According to a new survey by the Insurance Research Council (IRC), the majority of adults would prefer their local governments not charge accident response fees to motorists involved in traffic accidents.
Sixty-eight percent of survey participants object to the fees, which typically are passed on to auto insurance companies for payment, except in cases when the motorist is uninsured, according to the IRC, a nonprofit education and research arm of the American Institute for CPCU.
Twelve states have enacted laws prohibiting the fees, and several others are debating the measure.
A number of jurisdictions in the U.S. have approved the fees as a means of generating additional revenue at a time when their budgets are hurting.
When reminded that requiring insurance companies to pay accident response fees could lead to higher auto insurance costs, 69% of survey respondents disagreed with the idea of local governments charging accident response fees.

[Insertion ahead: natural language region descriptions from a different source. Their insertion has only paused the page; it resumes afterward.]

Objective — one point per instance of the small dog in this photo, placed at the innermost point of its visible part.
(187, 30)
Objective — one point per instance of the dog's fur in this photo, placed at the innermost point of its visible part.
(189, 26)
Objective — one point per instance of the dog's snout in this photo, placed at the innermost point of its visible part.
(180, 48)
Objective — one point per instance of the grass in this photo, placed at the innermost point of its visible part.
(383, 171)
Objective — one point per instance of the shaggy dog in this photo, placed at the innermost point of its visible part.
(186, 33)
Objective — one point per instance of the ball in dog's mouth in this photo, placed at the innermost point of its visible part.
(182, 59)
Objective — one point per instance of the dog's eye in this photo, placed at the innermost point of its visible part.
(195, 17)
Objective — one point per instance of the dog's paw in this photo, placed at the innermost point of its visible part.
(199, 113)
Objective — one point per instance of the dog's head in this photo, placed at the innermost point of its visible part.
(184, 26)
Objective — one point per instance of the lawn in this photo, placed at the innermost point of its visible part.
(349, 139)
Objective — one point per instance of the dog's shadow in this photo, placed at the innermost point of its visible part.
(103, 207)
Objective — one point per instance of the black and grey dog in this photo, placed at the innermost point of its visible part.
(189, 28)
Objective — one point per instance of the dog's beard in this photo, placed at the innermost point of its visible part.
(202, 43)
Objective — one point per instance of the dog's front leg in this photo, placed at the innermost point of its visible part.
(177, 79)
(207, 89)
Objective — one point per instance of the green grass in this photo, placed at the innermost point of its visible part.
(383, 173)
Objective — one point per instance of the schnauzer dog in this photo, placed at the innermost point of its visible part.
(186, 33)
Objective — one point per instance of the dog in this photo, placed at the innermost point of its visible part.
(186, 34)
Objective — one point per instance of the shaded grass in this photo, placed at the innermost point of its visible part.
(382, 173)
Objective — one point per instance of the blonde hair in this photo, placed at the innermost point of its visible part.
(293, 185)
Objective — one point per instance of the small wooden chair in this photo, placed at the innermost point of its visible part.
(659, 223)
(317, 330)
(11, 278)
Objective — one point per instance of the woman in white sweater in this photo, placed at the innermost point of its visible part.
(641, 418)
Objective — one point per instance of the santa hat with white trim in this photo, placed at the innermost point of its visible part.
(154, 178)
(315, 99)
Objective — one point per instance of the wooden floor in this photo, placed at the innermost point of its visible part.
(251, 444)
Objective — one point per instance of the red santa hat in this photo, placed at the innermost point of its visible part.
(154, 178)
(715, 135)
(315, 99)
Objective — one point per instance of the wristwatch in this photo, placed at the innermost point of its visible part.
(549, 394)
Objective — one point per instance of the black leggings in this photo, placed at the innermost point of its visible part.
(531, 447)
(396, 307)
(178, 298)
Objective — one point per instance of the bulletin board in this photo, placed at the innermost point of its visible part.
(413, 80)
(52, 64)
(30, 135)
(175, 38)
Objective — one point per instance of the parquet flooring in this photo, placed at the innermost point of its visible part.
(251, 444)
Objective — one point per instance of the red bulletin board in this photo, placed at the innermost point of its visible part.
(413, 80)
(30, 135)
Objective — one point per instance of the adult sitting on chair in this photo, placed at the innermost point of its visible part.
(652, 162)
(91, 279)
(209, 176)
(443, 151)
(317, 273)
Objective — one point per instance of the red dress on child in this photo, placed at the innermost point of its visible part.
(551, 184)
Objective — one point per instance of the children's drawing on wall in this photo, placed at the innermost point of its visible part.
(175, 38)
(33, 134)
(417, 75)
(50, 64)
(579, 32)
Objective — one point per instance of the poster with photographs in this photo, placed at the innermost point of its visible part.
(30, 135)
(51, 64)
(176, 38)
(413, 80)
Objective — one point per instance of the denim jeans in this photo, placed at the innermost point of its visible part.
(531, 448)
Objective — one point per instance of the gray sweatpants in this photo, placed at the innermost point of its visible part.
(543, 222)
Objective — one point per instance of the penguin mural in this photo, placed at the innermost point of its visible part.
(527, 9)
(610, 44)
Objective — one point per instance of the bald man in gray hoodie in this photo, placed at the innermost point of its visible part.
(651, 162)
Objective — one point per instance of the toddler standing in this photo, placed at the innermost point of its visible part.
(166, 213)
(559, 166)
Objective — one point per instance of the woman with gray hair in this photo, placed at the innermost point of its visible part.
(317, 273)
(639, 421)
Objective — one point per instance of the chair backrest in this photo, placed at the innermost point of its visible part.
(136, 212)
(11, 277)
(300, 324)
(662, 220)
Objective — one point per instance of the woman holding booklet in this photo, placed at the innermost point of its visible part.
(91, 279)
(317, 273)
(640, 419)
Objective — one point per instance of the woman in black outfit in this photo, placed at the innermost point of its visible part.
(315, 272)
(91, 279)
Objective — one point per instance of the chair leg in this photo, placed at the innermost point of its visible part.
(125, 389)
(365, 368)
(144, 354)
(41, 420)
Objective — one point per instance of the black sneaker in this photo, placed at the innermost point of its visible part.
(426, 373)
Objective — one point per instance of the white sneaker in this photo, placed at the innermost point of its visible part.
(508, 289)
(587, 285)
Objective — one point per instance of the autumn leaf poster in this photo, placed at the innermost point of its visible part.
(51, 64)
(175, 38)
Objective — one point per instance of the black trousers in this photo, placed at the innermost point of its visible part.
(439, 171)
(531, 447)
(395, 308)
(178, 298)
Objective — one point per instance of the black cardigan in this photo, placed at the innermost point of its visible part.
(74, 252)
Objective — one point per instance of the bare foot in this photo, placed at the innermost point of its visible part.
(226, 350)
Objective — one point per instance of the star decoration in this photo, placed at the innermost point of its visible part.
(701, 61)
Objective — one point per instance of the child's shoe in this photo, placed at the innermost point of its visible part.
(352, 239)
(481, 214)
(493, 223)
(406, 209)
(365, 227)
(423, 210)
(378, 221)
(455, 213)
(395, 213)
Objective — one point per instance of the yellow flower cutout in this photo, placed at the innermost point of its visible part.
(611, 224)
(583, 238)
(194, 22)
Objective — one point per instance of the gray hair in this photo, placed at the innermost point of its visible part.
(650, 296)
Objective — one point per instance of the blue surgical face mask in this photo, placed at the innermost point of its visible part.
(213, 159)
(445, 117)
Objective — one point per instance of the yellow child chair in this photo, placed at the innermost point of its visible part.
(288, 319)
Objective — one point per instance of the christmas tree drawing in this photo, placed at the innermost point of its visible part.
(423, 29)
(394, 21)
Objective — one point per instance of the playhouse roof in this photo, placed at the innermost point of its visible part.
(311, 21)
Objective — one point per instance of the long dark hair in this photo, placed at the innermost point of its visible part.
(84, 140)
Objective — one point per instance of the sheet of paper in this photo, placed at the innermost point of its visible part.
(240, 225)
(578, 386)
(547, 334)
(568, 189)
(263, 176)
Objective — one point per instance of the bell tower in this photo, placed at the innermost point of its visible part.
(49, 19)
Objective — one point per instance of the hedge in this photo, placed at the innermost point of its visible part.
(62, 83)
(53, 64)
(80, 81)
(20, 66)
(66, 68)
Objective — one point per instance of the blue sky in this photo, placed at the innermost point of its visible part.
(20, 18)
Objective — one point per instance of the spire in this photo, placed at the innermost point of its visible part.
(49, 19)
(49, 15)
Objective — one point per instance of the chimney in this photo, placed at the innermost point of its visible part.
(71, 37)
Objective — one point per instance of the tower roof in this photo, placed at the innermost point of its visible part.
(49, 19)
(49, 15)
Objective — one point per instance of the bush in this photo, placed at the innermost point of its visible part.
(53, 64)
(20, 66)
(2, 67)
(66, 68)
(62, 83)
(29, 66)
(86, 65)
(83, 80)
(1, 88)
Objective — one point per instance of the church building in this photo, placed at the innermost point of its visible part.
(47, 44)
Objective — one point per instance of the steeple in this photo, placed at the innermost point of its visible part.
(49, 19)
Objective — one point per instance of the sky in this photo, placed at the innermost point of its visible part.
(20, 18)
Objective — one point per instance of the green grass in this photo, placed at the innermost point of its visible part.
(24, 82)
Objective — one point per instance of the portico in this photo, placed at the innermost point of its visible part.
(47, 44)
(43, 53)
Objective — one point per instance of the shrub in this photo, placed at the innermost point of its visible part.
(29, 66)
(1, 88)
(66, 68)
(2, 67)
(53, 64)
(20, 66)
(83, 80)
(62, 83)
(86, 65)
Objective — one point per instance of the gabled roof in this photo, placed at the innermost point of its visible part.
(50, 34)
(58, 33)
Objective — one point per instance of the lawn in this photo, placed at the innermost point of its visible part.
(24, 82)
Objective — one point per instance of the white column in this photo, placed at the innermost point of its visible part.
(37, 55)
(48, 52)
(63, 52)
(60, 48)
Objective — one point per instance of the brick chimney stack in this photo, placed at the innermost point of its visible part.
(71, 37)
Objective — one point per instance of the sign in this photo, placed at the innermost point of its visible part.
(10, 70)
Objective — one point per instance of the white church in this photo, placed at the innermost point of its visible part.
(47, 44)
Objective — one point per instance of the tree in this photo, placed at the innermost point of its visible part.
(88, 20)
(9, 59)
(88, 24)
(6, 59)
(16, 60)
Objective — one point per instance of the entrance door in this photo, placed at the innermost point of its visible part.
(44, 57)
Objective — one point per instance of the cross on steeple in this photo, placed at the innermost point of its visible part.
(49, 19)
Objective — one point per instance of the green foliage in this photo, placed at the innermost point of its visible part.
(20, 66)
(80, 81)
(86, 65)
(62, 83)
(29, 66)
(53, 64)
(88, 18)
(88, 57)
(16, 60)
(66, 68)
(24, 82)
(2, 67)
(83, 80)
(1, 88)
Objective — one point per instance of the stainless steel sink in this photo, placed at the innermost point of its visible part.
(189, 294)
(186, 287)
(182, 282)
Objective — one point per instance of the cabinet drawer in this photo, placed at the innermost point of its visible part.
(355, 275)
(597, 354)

“Efforts to fund emergency response services through accident response fees stand in direct conflict with the fundamental notion that certain government services should be paid for by all taxpayers — not just those who are unlucky enough to actually need the services,” said Elizabeth Sprinkel, senior vice president of the IRC.
In looking at different demographic groups and opinions regarding accident response fees, the IRC found only one group, individuals between 18 and 24 years of age, whose members were more likely to agree than disagree with the imposition of accident response fees. For all other age, education, and income groups, more respondents disagreed than agreed with the idea of accident response fees.